Finding the pub/sub end-point:
Users need to know where they can subscribe to real-time messages in WIS2. They need to be able to find the asynchronous API endpoint.
In WIS we think of data as the first class citizen. Operations on the data (e.g. services such as access/download, view, or subscribe) come second. So - a user first finds the data they’re interested in, then the services through which they can interact with that data. Including how and where they might subscribe to notifications about [updates to] the dataset. The WIS2 metadata record for the dataset would point to the asynchronous API end-point where a user could subscribe.
Similarly, metadata provided by the asynchronous API endpoint should point to the dataset description (in AsyncAPI, this is done using the External Documentation Object). It's good practice to always refer to the canonical version of the dataset description. In addition, a GISC may also refer to a local copy of the metadata if available.
Issues to consider:
WIS2 will need to define operational governance, including SLAs. These may differ for different types of message. For example, channels carrying warnings may need to be split out enabling warning messages to be expedited. It may be pertinent for warning messages to convey the data within the message itself to ensure rapid delivery.
Authorization to publish?

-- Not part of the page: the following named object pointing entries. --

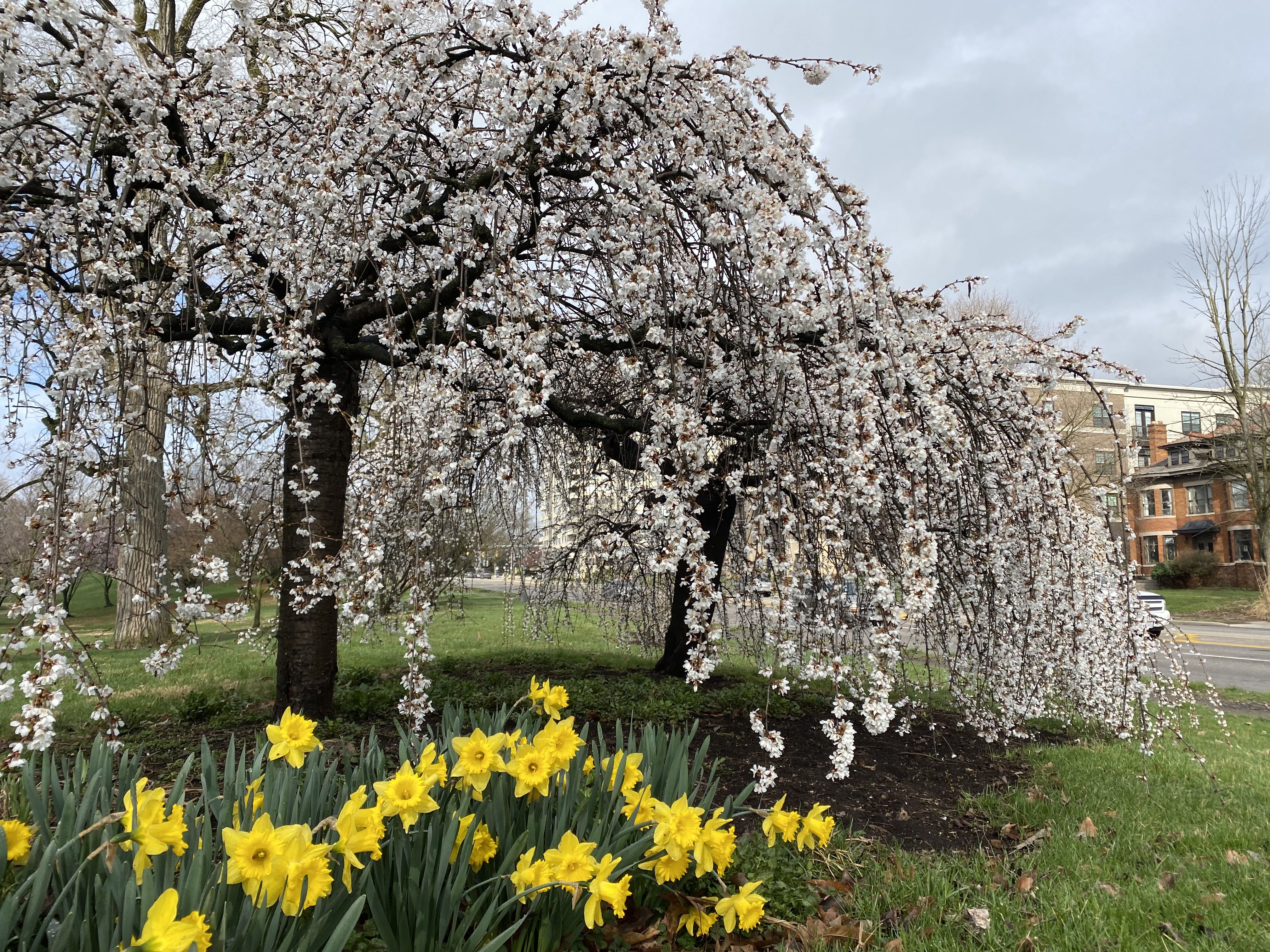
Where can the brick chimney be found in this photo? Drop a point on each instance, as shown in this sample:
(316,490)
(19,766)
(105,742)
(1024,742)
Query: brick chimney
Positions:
(1158,434)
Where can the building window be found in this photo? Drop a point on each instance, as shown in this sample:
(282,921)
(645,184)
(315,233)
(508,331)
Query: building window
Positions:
(1199,501)
(1142,416)
(1239,494)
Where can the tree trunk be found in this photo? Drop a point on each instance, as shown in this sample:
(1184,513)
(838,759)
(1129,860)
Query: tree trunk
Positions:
(306,625)
(138,617)
(718,509)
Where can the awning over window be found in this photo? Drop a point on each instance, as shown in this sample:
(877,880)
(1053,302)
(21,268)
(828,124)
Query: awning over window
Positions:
(1198,527)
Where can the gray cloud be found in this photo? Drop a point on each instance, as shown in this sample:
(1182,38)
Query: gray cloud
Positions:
(1055,148)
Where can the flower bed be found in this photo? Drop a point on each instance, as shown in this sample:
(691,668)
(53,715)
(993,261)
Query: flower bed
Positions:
(496,830)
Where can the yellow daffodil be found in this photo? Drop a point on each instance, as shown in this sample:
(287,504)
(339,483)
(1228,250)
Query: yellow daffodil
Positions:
(678,827)
(256,860)
(164,932)
(484,848)
(556,701)
(745,908)
(698,922)
(17,837)
(531,767)
(784,822)
(572,861)
(150,830)
(406,795)
(530,874)
(666,867)
(603,890)
(817,828)
(561,740)
(464,825)
(360,832)
(308,871)
(626,766)
(642,804)
(431,766)
(253,796)
(293,737)
(714,846)
(478,760)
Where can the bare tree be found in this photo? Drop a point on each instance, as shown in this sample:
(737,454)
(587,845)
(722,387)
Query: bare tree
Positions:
(1226,251)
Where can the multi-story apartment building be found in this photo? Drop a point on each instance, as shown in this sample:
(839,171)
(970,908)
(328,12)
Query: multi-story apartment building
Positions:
(1188,499)
(1088,426)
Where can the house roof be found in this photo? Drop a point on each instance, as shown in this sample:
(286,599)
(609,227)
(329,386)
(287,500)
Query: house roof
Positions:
(1197,527)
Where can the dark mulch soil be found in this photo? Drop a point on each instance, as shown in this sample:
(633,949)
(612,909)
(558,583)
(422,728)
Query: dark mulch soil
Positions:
(902,789)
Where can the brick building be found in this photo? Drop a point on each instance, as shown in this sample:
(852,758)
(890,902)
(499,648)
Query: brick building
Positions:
(1187,501)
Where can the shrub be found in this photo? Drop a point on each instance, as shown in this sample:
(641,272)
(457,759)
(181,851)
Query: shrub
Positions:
(1185,572)
(283,850)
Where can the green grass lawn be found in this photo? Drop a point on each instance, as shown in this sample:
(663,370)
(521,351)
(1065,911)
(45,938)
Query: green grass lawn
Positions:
(1188,604)
(1170,848)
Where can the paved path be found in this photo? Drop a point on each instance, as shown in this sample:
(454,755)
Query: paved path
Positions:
(1235,655)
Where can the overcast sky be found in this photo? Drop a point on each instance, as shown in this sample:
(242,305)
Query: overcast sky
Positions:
(1055,148)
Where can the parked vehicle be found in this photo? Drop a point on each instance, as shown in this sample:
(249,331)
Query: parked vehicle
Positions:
(1155,604)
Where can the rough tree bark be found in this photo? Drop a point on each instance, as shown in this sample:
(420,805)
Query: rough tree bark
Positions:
(718,511)
(306,631)
(138,617)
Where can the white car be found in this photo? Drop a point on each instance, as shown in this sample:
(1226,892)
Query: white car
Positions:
(1155,604)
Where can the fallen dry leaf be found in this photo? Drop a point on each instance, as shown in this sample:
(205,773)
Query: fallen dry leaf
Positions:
(978,920)
(1034,840)
(827,887)
(1170,933)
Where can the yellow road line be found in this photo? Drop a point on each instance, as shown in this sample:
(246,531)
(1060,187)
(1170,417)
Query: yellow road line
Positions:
(1197,640)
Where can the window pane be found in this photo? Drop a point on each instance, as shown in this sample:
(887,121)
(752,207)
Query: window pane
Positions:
(1239,496)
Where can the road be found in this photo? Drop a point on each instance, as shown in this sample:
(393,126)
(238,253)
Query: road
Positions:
(1235,655)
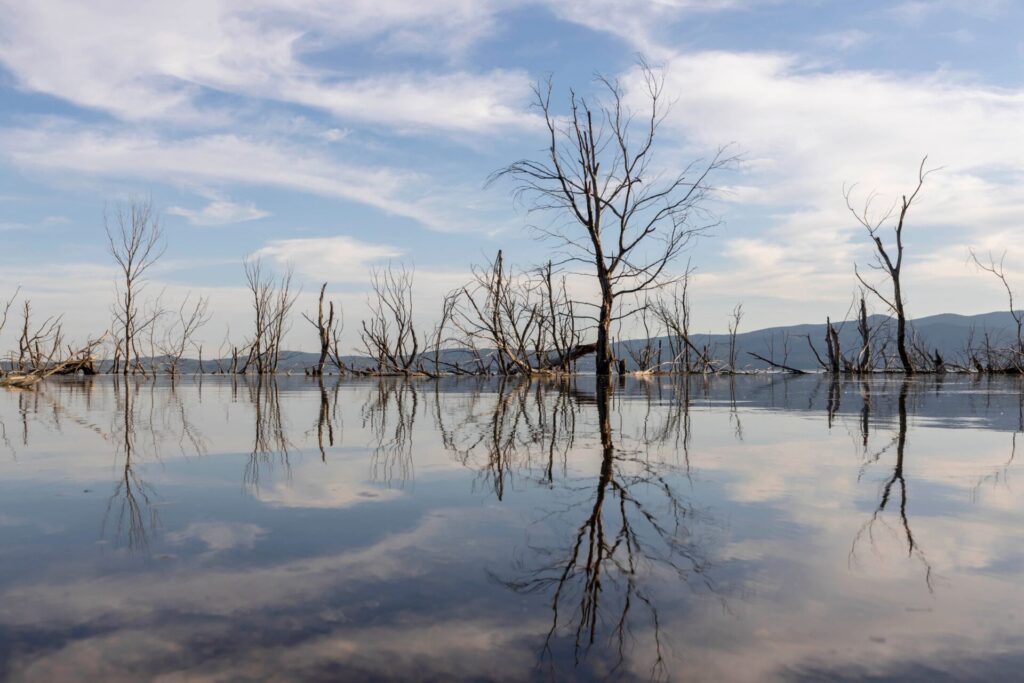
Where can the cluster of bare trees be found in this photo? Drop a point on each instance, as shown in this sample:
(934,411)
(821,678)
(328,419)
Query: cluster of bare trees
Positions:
(617,221)
(891,344)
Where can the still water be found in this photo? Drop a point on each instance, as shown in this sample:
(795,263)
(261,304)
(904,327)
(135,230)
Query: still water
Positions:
(759,528)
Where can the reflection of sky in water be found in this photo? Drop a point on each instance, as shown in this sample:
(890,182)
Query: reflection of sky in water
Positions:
(377,530)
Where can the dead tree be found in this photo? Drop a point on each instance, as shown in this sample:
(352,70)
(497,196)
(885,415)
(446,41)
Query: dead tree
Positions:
(864,357)
(890,264)
(389,335)
(326,327)
(501,314)
(559,317)
(673,312)
(833,348)
(135,240)
(39,344)
(734,319)
(180,336)
(613,210)
(1016,359)
(272,300)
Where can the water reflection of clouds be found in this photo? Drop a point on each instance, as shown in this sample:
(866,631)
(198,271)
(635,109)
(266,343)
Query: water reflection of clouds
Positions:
(775,506)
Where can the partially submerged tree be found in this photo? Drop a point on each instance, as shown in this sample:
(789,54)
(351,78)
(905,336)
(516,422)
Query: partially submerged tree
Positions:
(1016,352)
(885,259)
(135,240)
(389,334)
(272,300)
(328,332)
(180,335)
(614,210)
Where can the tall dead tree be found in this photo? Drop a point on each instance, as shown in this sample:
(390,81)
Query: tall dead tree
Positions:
(613,209)
(389,334)
(1016,360)
(180,335)
(327,330)
(886,261)
(135,240)
(864,357)
(272,300)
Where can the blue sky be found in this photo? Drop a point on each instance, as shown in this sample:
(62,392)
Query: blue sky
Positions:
(340,135)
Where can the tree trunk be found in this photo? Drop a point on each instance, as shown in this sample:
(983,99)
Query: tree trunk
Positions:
(604,358)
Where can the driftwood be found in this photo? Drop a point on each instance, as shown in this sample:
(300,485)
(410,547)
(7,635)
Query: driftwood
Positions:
(81,359)
(787,369)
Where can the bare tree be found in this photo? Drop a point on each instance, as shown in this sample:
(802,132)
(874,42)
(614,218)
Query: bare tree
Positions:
(891,264)
(995,267)
(181,333)
(39,344)
(614,210)
(389,335)
(734,319)
(327,330)
(135,240)
(272,300)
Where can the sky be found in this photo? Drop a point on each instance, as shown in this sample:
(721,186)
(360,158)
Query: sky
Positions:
(338,136)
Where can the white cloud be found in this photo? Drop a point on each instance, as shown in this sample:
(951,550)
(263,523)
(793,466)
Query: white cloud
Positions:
(227,159)
(806,132)
(328,258)
(219,212)
(844,40)
(155,60)
(218,537)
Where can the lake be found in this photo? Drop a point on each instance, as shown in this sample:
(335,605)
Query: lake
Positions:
(747,528)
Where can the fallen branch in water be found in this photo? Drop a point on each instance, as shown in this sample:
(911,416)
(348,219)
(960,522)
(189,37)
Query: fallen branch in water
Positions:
(29,380)
(777,365)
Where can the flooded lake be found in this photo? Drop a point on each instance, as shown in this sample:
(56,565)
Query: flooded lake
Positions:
(754,528)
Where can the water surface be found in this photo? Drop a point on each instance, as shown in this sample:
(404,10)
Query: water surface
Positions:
(759,528)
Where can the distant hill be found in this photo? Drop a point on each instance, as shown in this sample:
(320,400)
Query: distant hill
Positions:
(948,333)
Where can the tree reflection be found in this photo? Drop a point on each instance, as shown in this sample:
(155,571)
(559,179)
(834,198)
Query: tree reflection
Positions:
(634,525)
(896,481)
(130,512)
(389,414)
(271,446)
(520,425)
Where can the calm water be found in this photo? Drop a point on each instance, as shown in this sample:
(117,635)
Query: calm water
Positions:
(756,529)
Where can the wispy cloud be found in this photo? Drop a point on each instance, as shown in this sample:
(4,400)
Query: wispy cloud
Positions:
(219,211)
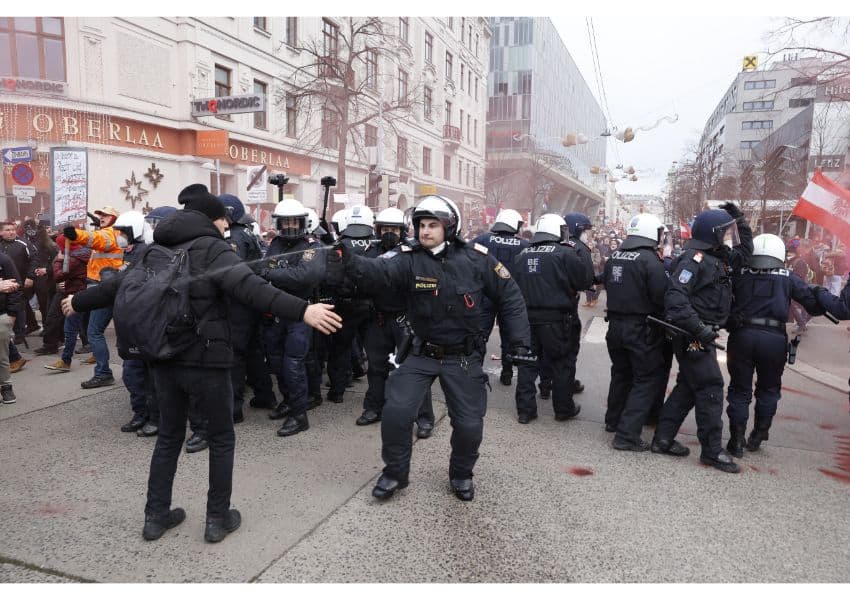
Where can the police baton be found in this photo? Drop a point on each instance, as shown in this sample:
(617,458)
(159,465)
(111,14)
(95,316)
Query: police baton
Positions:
(679,331)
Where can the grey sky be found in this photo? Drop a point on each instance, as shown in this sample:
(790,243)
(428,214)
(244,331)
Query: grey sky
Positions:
(657,66)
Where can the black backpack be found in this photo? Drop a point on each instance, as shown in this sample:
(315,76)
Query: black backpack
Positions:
(152,312)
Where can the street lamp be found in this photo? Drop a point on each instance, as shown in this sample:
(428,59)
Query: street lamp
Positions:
(217,168)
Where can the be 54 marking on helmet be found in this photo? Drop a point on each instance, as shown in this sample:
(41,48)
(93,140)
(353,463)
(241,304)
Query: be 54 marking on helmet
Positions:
(441,209)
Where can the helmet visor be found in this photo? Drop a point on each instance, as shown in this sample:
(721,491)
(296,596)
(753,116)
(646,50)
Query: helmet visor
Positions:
(730,235)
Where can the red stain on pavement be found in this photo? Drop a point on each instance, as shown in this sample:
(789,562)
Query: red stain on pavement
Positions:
(578,471)
(806,394)
(46,510)
(839,476)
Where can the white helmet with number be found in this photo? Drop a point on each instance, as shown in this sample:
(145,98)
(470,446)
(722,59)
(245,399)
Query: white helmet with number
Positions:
(507,221)
(132,224)
(312,220)
(549,228)
(360,222)
(768,252)
(390,216)
(646,226)
(290,209)
(442,209)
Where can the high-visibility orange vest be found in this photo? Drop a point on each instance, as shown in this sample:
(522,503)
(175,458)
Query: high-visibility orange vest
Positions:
(105,250)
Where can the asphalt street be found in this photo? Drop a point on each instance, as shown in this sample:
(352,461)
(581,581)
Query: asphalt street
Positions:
(554,502)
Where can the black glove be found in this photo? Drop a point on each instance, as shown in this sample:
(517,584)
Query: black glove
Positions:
(705,334)
(733,210)
(521,355)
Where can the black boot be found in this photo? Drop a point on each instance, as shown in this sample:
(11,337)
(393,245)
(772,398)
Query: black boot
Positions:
(759,433)
(737,437)
(294,424)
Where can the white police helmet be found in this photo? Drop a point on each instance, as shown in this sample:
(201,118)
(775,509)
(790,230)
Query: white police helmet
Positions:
(132,224)
(646,226)
(507,221)
(442,209)
(549,228)
(768,252)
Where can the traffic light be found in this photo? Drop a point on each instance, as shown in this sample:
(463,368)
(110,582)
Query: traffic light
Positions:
(387,190)
(373,188)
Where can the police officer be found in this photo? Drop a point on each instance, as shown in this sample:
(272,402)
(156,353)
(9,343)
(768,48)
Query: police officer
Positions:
(549,273)
(443,281)
(758,342)
(352,303)
(504,243)
(635,283)
(245,328)
(387,328)
(698,300)
(580,230)
(293,265)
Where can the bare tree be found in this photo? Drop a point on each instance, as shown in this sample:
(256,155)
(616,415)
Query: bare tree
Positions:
(339,89)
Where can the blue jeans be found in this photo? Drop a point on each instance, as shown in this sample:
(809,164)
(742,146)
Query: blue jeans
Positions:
(98,321)
(73,325)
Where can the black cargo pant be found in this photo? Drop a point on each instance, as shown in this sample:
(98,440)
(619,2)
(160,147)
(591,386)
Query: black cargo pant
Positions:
(637,374)
(552,340)
(383,336)
(463,381)
(214,397)
(763,352)
(699,385)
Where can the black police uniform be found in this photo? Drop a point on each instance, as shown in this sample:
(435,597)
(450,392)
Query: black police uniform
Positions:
(248,360)
(385,333)
(354,306)
(549,274)
(505,247)
(635,283)
(443,296)
(700,293)
(296,267)
(758,343)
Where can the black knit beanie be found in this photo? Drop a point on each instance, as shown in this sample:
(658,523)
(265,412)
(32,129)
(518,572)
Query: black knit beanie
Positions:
(197,197)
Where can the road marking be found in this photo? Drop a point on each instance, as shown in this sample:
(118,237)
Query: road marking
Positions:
(596,332)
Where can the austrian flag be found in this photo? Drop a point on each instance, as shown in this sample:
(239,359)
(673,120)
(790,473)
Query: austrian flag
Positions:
(827,204)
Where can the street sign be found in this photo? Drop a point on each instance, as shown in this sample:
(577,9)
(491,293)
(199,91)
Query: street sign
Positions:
(23,191)
(13,156)
(22,174)
(258,187)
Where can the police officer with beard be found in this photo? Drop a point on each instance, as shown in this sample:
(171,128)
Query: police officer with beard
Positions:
(443,281)
(352,303)
(635,283)
(757,341)
(387,328)
(504,244)
(245,332)
(292,264)
(549,274)
(580,227)
(698,300)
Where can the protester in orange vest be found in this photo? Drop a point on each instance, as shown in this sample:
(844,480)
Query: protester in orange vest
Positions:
(106,259)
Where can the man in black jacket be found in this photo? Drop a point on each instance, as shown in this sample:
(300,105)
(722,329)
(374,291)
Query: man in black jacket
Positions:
(203,370)
(10,301)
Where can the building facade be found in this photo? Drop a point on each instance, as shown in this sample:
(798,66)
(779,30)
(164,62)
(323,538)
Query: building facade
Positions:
(537,97)
(123,90)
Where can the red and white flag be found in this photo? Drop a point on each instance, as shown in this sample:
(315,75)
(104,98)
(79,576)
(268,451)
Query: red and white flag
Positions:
(827,204)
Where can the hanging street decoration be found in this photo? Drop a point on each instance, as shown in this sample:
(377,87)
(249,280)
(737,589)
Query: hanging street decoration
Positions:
(133,190)
(154,175)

Or even to subscribe?
The message notification system could also be used to publish updates about catalogs.
When GISCs republish messages from elsewhere, the original metadata provided by the data publisher won't include details of the GISCs additional asynchronous API endpoint, because the data publisher won't know about these additional endpoints when providing their metadata. So - should the GISC insert an additional association pointing to the subscription end-point(s*) they provide; or maybe even to the end-points provided by all GISCs?